Taken together, these findings suggest that the promotion of cardiovascular health in midlife might be important for preventing dementia. Of course, Life’s Simple 7 was developed for the prevention of cardiovascular disease, not dementia, and further research is required to identify the risk factors and relevant thresholds that carry a risk for dementia. In two previous studies, we did not find midlife physical activity and diet quality at currently recommended levels to be associated with incidence of dementia. It is possible that the observed associations are driven by the categorisation of risk factors in Life’s Simple 7. For example, the “poor” physical activity category in Life’s Simple 7 refers to no moderate or vigorous physical activity rather than activity below the current recommendation of 2.5 hours per week. The association of Life’s Simple 7 with dementia is also likely to be due to the synergistic effect of seven risk factors. Research on dementia typically examines the effects of single risk factors, treating other risk factors as covariates and adjusting for their effects in the analysis.

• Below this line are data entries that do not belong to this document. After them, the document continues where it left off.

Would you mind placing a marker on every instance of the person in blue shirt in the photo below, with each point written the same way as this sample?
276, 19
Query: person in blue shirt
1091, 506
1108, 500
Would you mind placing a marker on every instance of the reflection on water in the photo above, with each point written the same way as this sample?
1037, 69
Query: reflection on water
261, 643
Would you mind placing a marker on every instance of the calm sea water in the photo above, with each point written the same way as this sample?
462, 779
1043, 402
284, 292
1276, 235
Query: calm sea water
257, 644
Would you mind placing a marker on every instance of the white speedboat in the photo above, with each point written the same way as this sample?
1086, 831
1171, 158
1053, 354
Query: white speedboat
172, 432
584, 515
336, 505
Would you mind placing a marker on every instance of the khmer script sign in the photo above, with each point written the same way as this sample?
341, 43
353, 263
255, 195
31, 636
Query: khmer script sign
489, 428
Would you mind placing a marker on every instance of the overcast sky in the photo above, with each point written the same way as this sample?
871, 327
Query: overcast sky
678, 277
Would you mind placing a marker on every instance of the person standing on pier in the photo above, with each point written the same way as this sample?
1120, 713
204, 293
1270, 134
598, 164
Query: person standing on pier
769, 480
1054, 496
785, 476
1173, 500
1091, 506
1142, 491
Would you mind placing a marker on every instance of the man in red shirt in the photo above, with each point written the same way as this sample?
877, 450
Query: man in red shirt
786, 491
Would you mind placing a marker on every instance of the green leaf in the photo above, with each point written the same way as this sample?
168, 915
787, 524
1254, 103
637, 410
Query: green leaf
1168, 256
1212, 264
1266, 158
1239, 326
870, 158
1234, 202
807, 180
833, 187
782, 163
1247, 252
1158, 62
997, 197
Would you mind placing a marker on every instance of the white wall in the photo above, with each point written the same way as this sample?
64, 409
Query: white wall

It is worth considering the most recent European guideline on defeating dementia, which stated “Prevention studies need to start in midlife and have a long duration to identify windows of opportunity for effective interventions.” We agree. Careful attention to the role of age at risk factor measurement, consideration of multiple risk factors, and analysis of the thresholds that carry risk are important for developing tools and strategies that could be used for dementia prevention.

Séverine Sabia is a research associate at the Department of Epidemiology and Public Health, University College London and at the Université de Paris, specialising in the epidemiology of ageing and neurodegenerative diseases.

Competing interests: See linked research paper


Archana Singh-Manoux is a research professor at the Department of Epidemiology and Public Health, University College London and at the Université de Paris, specialising in the epidemiology of ageing and neurodegenerative diseases.